2.5 Windowed Join & Feature Table

In [0]:
from pyspark.sql import functions as F

# Filter valid message distances
msgs = (
    dm_clean
    .select("deviceId", "ts_ms", "distance_cm")
    .where(F.col("distance_cm").isNotNull())
)

# Use the CLEANED rapid step tests table
tests = (
    rt_clean
    .select(
        "customer",
        "deviceId",
        "startTime",
        "stopTime",
        "testTime",
        "totalSteps"
    )
)

# Windowed join: messages during each test
joined = (
    tests.alias("t")
    .join(
        msgs.alias("m"),
        (F.col("m.deviceId") == F.col("t.deviceId")) &
        (F.col("m.ts_ms").between(F.col("t.startTime"), F.col("t.stopTime"))),
        how="inner"
    )
)

# Aggregate features
features = (
    joined
    .groupBy(
        "t.customer",
        "t.deviceId",
        "t.startTime",
        "t.stopTime",
        "t.testTime",
        "t.totalSteps"
    )
    .agg(
        F.count("m.ts_ms").alias("readings_in_window"),
        F.avg("m.distance_cm").alias("avg_cm_in_window"),
        F.min("m.distance_cm").alias("min_cm_in_window"),
        F.max("m.distance_cm").alias("max_cm_in_window"),
        F.var_pop("m.distance_cm").alias("var_cm_in_window")
    )
    .orderBy(F.desc("readings_in_window"))
)

display(features.limit(20))


2.6 Visual Data Check

In [0]:
import matplotlib.pyplot as plt

sample_device = features.select("deviceId").first()["deviceId"]

pdf = (
    dm_clean.filter(F.col("deviceId") == sample_device)
    .orderBy("ts_ms")
    .limit(500)
    .toPandas()
)

plt.plot(pdf["ts_ms"], pdf["distance_cm"])
plt.title(f"Distance Over Time – Device {sample_device}")
plt.xlabel("Timestamp (ms)")
plt.ylabel("Distance (cm)")
plt.show()

Reflection

This lab demonstrated how careful data cleaning and time-aligned joins directly impact analytical accuracy.
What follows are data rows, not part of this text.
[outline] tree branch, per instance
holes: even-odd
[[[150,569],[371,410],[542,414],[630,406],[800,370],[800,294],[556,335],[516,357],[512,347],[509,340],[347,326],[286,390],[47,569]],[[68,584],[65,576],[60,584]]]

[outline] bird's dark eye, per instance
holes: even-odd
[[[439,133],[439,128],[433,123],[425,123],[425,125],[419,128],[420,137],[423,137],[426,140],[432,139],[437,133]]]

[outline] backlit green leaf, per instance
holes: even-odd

Ensuring truthful representations of sensor data is critical, especially when features may later influence machine learning outcomes or real-world decisions.

GitHub Version Control

This notebook was committed and pushed to GitHub using clear, descriptive commit messages documenting each major milestone (data import, SQL analysis, Python features, visualization).